2011/08/29

U.S. to shed light on Guatemala syphilis experiment (Reuters)

WASHINGTON (Reuters) – A U.S. presidential commission will release on Monday its key findings on a government research project that deliberately infected Guatemalan prison inmates and mental patients with syphilis in the 1940s.

The conclusions have consequences for U.S. diplomacy and will impact the ethical discussion surrounding how new drugs are tested on patients, as manufacturers increasingly conduct clinical trials abroad.

The United States formally apologized last year for the experiment, which was meant to test the drug penicillin, after it was uncovered decades later by a college professor.

Guatemala condemned it as a crime against humanity and said last year it would consider taking the case to an international court. Victims of the study are suing the U.S. government.

President Barack Obama's Commission for the Study of Bioethical Issues has conducted its own investigation and will discuss its key findings at 1 p.m. (1700 GMT) in Washington on Monday, followed by recommendations on Tuesday on protecting research participants from unethical treatment. More detailed findings will be presented to Obama in September, with a final report due in December.

"They will have a chance to do a richer investigation and we'll have a richer picture of what happened," said Wellesley College professor Susan Reverby, whose research revealed the previously unpublished records of the Guatemalan experiment.

"It's too easy to say, 'Oh, we'd never do anything like that,'" she told Reuters. "(At the time,) they thought they were doing good science, these were decent people, not monsters, and therefore we really need to think about what we're doing now that's going to look horrible in 20 years."

In a November 2010 article in the Journal of the American Medical Association, the directors of the National Institutes of Health and the Centers for Disease Control and Prevention rejected the possibility that such unethical practices could happen now, at least for government-affiliated studies.

But the bioethics community is less convinced.

"Too often people become absorbed with the merit of a scientific question and can lose sight of the ethics in answering it," said Mary Faith Marshall, a professor at the University of Minnesota's Center for Bioethics.

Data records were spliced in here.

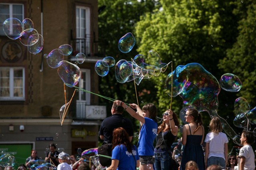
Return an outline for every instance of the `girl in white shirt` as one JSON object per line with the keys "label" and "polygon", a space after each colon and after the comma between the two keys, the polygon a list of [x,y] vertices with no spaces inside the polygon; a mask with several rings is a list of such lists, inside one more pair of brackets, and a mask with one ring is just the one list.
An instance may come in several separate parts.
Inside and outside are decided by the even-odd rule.
{"label": "girl in white shirt", "polygon": [[227,135],[221,132],[220,119],[214,116],[210,123],[210,132],[206,135],[205,147],[205,168],[212,165],[218,165],[222,169],[226,168],[228,161]]}

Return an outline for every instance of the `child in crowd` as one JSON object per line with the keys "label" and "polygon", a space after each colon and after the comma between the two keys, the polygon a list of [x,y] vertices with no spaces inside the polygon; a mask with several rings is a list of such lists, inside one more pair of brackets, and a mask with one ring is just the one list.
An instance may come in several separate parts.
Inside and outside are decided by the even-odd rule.
{"label": "child in crowd", "polygon": [[254,153],[251,145],[254,142],[255,138],[252,132],[244,131],[241,135],[241,144],[243,145],[239,152],[239,170],[254,170]]}
{"label": "child in crowd", "polygon": [[[157,110],[152,104],[145,105],[142,110],[136,104],[130,104],[128,107],[123,102],[116,100],[114,103],[124,108],[132,116],[140,122],[141,127],[139,136],[138,152],[140,156],[140,170],[153,169],[155,162],[153,142],[157,132],[156,117]],[[132,109],[136,109],[138,113]]]}
{"label": "child in crowd", "polygon": [[57,167],[57,170],[72,170],[72,168],[67,163],[67,158],[69,155],[66,153],[62,152],[59,154],[58,158],[60,164]]}
{"label": "child in crowd", "polygon": [[198,170],[198,167],[195,161],[190,160],[186,163],[185,169],[186,170]]}
{"label": "child in crowd", "polygon": [[219,165],[224,169],[228,161],[227,135],[222,132],[220,119],[214,117],[210,123],[210,132],[206,135],[205,147],[206,169],[212,165]]}

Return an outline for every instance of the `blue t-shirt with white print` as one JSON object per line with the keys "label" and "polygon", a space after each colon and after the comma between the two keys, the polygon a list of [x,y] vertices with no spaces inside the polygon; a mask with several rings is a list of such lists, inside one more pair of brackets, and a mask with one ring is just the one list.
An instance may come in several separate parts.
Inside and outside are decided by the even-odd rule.
{"label": "blue t-shirt with white print", "polygon": [[[117,145],[112,150],[111,159],[119,160],[117,170],[134,170],[135,169],[135,160],[140,160],[138,150],[135,145],[133,145],[132,153],[128,152],[127,149],[124,145]],[[132,156],[133,154],[134,156]]]}
{"label": "blue t-shirt with white print", "polygon": [[145,123],[141,127],[139,137],[139,155],[154,155],[153,143],[157,132],[156,122],[148,117],[145,117]]}

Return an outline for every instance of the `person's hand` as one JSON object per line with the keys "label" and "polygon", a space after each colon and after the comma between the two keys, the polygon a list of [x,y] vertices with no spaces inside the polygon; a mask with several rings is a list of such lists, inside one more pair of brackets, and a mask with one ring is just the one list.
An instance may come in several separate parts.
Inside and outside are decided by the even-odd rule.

"Possibly, if you broaden the scope ... to private industry, you'll see things that are even worse," she said.

INFORMED CONSENT

Protections for research participants may not work in some foreign countries where subjects are poor and illiterate, making their informed consent hard to trust, said Arthur Caplan, director of the Center for Bioethics at the University of Pennsylvania.

"Peer review in corrupt countries doesn't mean very much," he added.

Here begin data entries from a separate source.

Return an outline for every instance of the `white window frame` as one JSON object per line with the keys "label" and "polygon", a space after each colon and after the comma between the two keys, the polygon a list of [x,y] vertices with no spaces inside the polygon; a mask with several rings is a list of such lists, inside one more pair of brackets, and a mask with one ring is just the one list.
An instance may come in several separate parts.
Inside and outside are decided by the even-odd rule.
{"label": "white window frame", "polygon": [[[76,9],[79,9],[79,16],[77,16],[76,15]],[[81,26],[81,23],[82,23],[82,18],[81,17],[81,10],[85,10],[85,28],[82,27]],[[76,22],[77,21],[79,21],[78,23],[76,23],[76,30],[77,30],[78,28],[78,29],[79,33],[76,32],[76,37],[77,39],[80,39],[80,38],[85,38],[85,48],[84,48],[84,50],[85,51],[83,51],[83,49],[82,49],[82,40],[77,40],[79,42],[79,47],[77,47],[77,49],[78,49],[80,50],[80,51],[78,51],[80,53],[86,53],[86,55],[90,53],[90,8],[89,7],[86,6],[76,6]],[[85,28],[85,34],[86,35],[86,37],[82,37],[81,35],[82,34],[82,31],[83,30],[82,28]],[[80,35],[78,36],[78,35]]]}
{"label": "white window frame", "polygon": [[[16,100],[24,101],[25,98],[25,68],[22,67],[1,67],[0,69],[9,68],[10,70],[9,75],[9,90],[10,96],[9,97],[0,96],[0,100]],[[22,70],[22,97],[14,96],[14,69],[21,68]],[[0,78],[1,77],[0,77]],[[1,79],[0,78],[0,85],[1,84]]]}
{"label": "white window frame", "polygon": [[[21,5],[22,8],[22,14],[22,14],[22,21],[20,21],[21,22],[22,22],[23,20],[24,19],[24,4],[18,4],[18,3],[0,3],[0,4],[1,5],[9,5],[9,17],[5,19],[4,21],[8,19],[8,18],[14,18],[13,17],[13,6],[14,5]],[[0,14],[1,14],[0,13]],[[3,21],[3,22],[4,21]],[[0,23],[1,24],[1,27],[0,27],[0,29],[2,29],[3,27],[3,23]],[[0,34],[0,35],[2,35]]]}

In a more recent incident, Pfizer Inc's 200-patient trial of antibiotic Trovan during a 1996 meningitis outbreak in Kano, Nigeria, triggered a decade-long legal battle after 11 children died and the company was accused of not obtaining adequate prior consent. Pfizer settled all outstanding lawsuits from the case in February.

Even before Reverby's discovery, the U.S. Department of Health and Human Services was working on proposed changes, released in July, to its 1991 rules protecting human research subjects, which have been criticized for being too stifling for low-risk studies and too loose for high-risk research.

Reverby uncovered the Guatemala experiment after years of research into a medical study in Tuskegee, Alabama, where hundreds of black American men were deliberately left untreated for syphilis. The experiment lasted 40 years until 1972.

While studying the archives of Dr. John Cutler, a Public Health Service officer and a Tuskegee researcher, Reverby found boxes of medical records and notes from another, previously unknown study conducted between 1946 and 1948 in Guatemala.

Later confirmed by federal health agencies, her findings showed that the PHS, under a grant from the NIH to the Pan American Sanitary Bureau and in collaboration with several Guatemalan agencies, deliberately infected hundreds of people with the sexually transmitted diseases syphilis, gonorrhea and chancroid.

The patients were given antibiotic penicillin to determine its effectiveness in curing or preventing syphilis, an infection that can cause genital sores and rashes and, if left untreated, damage internal organs and cause paralysis, blindness or even death.

"They thought, 'we're in a war against disease and in war soldiers die,'" Reverby said. "Those who are on the cutting edge of the science are the ones that can easily fall."

Some 700 people were infected with syphilis. These included inmates exposed to infected prostitutes brought into prisons and male and female patients in a mental hospital. Some subjects had bacteria poured on scrapes made on their genitals, arms or faces.

Records show no documentation that syphilis study subjects gave informed consent or understood they were participating in research, according to a September 2010 report by the CDC.

Until his death in 2003, Cutler remained unapologetic about his research. The bioethics commission's findings are expected to put his work in historical context.

Guatemalan Vice President Dr. Rafael Espada planned to speak at Monday's event, but canceled those plans because of Hurricane Irene that hit the U.S. East Coast over the weekend.

"There is a great deal of skepticism and cynicism with which the U.S. is greeted in (Latin America)," said Larry Birns, director of the non-profit Council on Hemispheric Affairs. "This will reaffirm in the minds of average Latin Americans how dirty and loathe the United States is."